• Granizado de Queso Con Manzanas Y Piloncillo

    From Ben Collver@1:124/5016 to All on Wed Jan 31 10:55:55 2024
    MMMMM----- Recipe via Meal-Master (tm) v8.06

    Title: Granizado De Queso Con Manzanas Y Piloncillo
    Categories: Desserts, Mexican
    Yield: 6 Servings

    3 c Water
    2 tb Honey
    1 c Queso fresco
    3 Tart apples; a crisp variety
    -such as Crispin or Granny
    -Smith
    2 c Apple or pear cider
    8 oz Piloncillo; chopped -OR-
    1 c Dark brown sugar; plus:
    1 tb Molasses
    1 Mexican cinnamon stick (3")
    1 pn Salt
    3/4 c Pecans; toasted & coarsely
    -chopped

    Queso Fresco Granita With Syrupy Apples

    Combine the water and honey in a saucepan and cook over medium heat,
    stirring, until the honey is dissolved and the mixture reaches
    160 F. Let cool for at least 3 hours or overnight.

    Put the honey mixture and queso fresco in a food processor and blend
    until smooth. Pour the mixture into a shallow non-reactive pan and
    put it in the freezer.

    Once the edges start to freeze (about 1 hour), scrape lightly with a
    fork, bringing the ice crystals from the edges to the center. Return
    to the freezer and continue scraping every 30 minutes or so, until
    the mixture is completely frozen and looks like small ice flakes.

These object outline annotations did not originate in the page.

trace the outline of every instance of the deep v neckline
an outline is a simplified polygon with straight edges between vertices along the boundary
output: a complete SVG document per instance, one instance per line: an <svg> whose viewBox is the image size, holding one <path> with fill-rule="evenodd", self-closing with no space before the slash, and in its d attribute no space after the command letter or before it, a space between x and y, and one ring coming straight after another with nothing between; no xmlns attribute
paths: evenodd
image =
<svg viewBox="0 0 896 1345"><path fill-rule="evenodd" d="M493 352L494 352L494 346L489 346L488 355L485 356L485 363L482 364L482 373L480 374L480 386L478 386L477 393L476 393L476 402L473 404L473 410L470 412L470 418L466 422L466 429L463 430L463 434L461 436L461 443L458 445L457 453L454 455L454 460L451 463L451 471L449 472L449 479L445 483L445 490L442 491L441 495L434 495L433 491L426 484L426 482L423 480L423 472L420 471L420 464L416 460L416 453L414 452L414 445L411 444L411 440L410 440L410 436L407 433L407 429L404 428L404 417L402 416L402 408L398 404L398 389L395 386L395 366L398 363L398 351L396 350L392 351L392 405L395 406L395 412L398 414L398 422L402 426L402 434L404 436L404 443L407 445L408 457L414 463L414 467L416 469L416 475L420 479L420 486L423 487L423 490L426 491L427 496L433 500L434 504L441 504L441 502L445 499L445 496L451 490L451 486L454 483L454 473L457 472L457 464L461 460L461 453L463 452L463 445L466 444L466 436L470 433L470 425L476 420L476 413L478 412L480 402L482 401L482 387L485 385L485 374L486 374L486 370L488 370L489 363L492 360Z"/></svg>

    Meanwhile, peel the apples and dice finely. Combine the cider,
    piloncillo, and cinnamon in a saucepan and cook over medium heat,
    stirring, until the mixture comes to a boil and the sugar has
    dissolved. Lower the heat and simmer until the syrup has thickened
    and has a consistency like maple syrup. Whisk in the butter and salt.
    Remove from the heat and stir in the apples. Let chill to room
    temperature.

    For each serving, mound about 1/2 cup of the cheese granita into a
    glass or cup. Drizzle about 4 tb of the apple syrup over the granita
    and top with 1 tb of the pecans. Serve immediately.